I remember spending hours moving around jumpers to set DMA and IRQ. Only to find out that the only free IRQ was #9 and bloody Packard Bells sometimes didn't have a frikkin' 9 because that batch of boards was $2 cheaper that month...
I remember when it wasn't pretty and it took ridiculous efforts to make it work even a little. Now I mostly jam a USB thing in the side and it goes. There has been much improvement.
I'm actually a little psyched by it all. This just happens to be a really hard problem that arrived at humanity's doorstep before we were really evolved enough to make much of it. It might mean we're ahead of the game, and it almost certainly means that the best is still yet to come.
I was thinking about this last night, the evolution problem - whether the only effective strategy would be to synthetically reintroduce tribal-era scarcity so we could all find our balance again, or would moving to a genuine post-scarcity world be something humankind could handle, or do we need to find some way to hack our minds to accept this new availability model in the same way that alcohol or cocaine short-circuit our reward pathways?
w.r.t. OP, should lines of code be restricted to manageable amounts by some kind of international regulatory fiat, or can they just abstract the problem away into utterly comprehensive libraries of functions, or do coders just need to man up and take it?
I think maybe we just need to grow into it.
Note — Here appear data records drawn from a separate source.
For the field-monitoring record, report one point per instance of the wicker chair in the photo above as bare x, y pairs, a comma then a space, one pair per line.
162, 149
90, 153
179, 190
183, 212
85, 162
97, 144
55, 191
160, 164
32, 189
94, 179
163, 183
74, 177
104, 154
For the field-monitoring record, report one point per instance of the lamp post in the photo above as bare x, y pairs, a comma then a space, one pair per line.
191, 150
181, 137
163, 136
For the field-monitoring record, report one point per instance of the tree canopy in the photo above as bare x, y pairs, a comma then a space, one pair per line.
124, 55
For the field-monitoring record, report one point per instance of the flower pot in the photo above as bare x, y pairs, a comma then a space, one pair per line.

This takes time, and probably generations. The first generation that has truly never been without a globally interconnected computer as part of their life is about to come of age. Lets see what they can do.
There was a time when there were no humans who knew how to drive a car.
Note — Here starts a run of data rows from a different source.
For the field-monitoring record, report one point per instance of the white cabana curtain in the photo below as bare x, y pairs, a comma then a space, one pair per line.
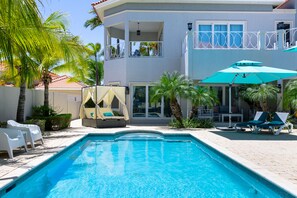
119, 92
106, 94
87, 94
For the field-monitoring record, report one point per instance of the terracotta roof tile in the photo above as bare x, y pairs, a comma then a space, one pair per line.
61, 82
96, 3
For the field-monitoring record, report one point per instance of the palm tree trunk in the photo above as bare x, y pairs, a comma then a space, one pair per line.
193, 112
97, 72
46, 98
176, 111
46, 79
21, 103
Yeah and at that time say there were dudes running around on the rigging of big 4-mast galleons like it was no big deal, and if you dropped one of them on a busy road they would be as horrified as I would be if someone dropped me in their place and told me to splice the mainbrace or whatever...
Which software was it exactly that was so great and just worked? MS-DOS? Windows 3.1? Windows Me? Some specifics would be nice, because across the board it seems everything is MUCH better now. It used to be that you would buy a computer game and 75% of the time it would not work out of the box.